I attached a new Makefile. You have to change the parameter
CUDA = /usr/local/cuda/2.0beta2 and put the path of the cuda files installed in your CPU.

  1. To compile the file:

rm *.o ; make feature-extraction_cuda2

Then, you will obtain the same error you have post. Seems that my compiler gcc version 3.4.6 20060404 (Red Hat 3.4.6-9) skips this kind of error. I’ve seen that in my laptop, gcc version 4.2.3 (Ubuntu 4.2.3-2ubuntu7) does find the error. The fastest way to solve it is to go to the “DynamicDataBuffer.cpp” and comment all the content of the function FeatWarper::runFeatWarper(),
since is not used when running the program in the current configuration.

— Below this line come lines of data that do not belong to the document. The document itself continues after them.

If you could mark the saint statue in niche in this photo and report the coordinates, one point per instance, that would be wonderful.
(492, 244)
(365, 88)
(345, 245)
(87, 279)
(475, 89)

I hope you don’t have any other problem

  1. The parameter fftSize is set in the configuration file mfcc-12_baseline.mycfg. Right now
    is set to 1024.

fftSize = 1024

I’ll keep an eye on the forum, so if you have any other problem, please, don’t hesitate to write again.

You have to mv Makefile.txt to Makefile
Makefile.txt (1.46 KB)

Hi folks,

I’d appreciate your help with this. See if with the beginning of the week there’s so more enthusiastic people!! =)

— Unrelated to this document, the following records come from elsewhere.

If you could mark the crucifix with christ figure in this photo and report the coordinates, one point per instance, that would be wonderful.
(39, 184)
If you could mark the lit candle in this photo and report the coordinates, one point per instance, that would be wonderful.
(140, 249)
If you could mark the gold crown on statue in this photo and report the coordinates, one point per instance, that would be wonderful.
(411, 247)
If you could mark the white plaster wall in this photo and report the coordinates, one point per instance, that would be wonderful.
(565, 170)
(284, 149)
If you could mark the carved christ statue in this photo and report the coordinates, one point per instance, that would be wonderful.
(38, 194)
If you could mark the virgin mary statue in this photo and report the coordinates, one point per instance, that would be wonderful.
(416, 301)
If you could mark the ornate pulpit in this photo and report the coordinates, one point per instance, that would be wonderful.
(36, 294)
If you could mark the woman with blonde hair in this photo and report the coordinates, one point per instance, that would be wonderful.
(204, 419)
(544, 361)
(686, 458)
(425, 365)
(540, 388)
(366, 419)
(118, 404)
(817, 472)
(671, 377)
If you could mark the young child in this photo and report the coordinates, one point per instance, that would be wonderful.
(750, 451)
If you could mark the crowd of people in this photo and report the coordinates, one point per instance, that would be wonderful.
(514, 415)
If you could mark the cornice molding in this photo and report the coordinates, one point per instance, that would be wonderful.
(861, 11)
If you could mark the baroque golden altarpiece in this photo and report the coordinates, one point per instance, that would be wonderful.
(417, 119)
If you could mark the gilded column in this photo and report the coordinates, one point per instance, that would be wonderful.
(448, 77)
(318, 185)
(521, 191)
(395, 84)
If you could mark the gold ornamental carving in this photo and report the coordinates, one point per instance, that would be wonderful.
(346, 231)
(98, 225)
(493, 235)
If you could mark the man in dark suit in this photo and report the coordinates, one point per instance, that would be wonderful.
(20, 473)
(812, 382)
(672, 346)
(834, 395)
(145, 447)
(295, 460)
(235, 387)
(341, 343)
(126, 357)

I hacked the Makefile. I even hacked the code as you suggested (even though this is a lot to ask from folks like me if you ask for the favor of running your code). Then I ran the binary.

INVALID-POINTER, crash.

./feature-extraction_cuda2 mfcc-12_baseline.mycfg SA027RS173.US3 output.feat

0.003126 seconds elapsed

0.594487 seconds elapsed

*** glibc detected *** ./feature-extraction_cuda2: free(): invalid pointer: 0x0804a330 ***

======= Backtrace: =========

/lib/libc.so.6[0xb7b446e1]

/lib/libc.so.6(cfree+0x89)[0xb7b45d79]

./feature-extraction_cuda2[0x804a952]

/lib/libc.so.6(__libc_start_main+0xdc)[0xb7af5f9c]

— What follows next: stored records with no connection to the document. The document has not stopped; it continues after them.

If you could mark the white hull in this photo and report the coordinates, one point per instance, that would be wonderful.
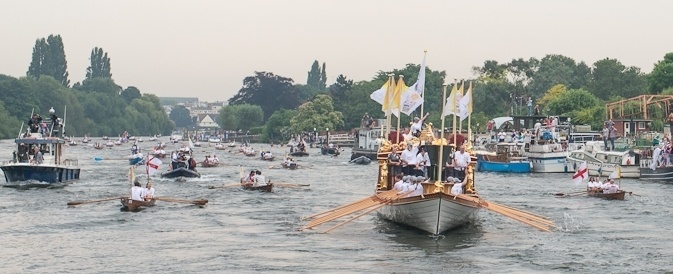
(554, 162)
(627, 171)
(435, 213)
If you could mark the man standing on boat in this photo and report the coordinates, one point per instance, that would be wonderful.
(460, 161)
(417, 126)
(408, 160)
(606, 136)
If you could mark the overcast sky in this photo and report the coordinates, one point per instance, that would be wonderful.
(206, 48)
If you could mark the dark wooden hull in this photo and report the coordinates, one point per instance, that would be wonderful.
(291, 166)
(210, 164)
(266, 188)
(180, 172)
(132, 205)
(609, 196)
(299, 154)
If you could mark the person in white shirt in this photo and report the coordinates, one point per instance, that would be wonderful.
(460, 161)
(136, 191)
(417, 187)
(259, 179)
(612, 187)
(148, 192)
(399, 180)
(408, 160)
(457, 187)
(422, 163)
(417, 126)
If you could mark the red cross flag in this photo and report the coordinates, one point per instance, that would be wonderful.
(581, 174)
(153, 165)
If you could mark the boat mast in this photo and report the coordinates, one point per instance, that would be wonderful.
(441, 137)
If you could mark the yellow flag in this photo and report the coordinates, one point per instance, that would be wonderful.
(400, 90)
(388, 98)
(450, 105)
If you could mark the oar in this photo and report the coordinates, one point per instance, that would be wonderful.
(173, 200)
(92, 201)
(290, 185)
(564, 194)
(224, 186)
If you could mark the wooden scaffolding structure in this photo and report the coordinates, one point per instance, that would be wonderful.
(643, 100)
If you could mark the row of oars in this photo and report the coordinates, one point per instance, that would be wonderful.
(274, 184)
(199, 202)
(364, 206)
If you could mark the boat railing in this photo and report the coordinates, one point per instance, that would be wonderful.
(71, 162)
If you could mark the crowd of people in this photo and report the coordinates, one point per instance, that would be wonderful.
(596, 186)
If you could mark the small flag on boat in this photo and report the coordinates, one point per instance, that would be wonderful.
(153, 165)
(581, 174)
(132, 174)
(616, 174)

./feature-extraction_cuda2(__gxx_personality_v0+0xdd)[0x804a1d1]

I tried a 64-bit machine (recompile, naturally, exactly the same GPU):

>./feature-extraction_cuda2 mfcc-12_baseline.mycfg SA027RS173.US3 output.feat

0.002309 seconds elapsed

0.442330 seconds elapsed

>./feature-extraction_cuda2 mfcc-12_baseline.mycfg SA027RS173.US3 output.feat

0.001783 seconds elapsed

0.456662 seconds elapsed

>./feature-extraction_cuda2 mfcc-12_baseline.mycfg SA027RS173.US3 output.feat

0.001827 seconds elapsed

0.458294 seconds elapsed

>./feature-extraction_cuda2 mfcc-12_baseline.mycfg SA027RS173.US3 output.feat

0.001835 seconds elapsed

0.458607 seconds elapsed

>./feature-extraction_cuda2 mfcc-12_baseline.mycfg SA027RS173.US3 output.feat

0.001646 seconds elapsed

0.461911 seconds elapsed

>./feature-extraction_cuda2 mfcc-12_baseline.mycfg SA027RS173.US3 output.feat

0.001731 seconds elapsed

0.452933 seconds elapsed

>./feature-extraction_cuda2 mfcc-12_baseline.mycfg SA027RS173.US3 output.feat

0.001121 seconds elapsed

0.290782 seconds elapsed

>./feature-extraction_cuda2 mfcc-12_baseline.mycfg SA027RS173.US3 output.feat

0.001386 seconds elapsed

0.317559 seconds elapsed

>./feature-extraction_cuda2 mfcc-12_baseline.mycfg SA027RS173.US3 output.feat

0.001401 seconds elapsed

0.376975 seconds elapsed

>./feature-extraction_cuda2 mfcc-12_baseline.mycfg SA027RS173.US3 output.feat

0.001224 seconds elapsed

0.292013 seconds elapsed

>./feature-extraction_cuda2 mfcc-12_baseline.mycfg SA027RS173.US3 output.feat

0.001364 seconds elapsed

0.406416 seconds elapsed

>./feature-extraction_cuda2 mfcc-12_baseline.mycfg SA027RS173.US3 output.feat

0.001334 seconds elapsed

0.291411 seconds elapsed

You might want to read up on how to get proper timings with CUDA. Your results have so much variations (25%!!!) that I don’t trust them at all.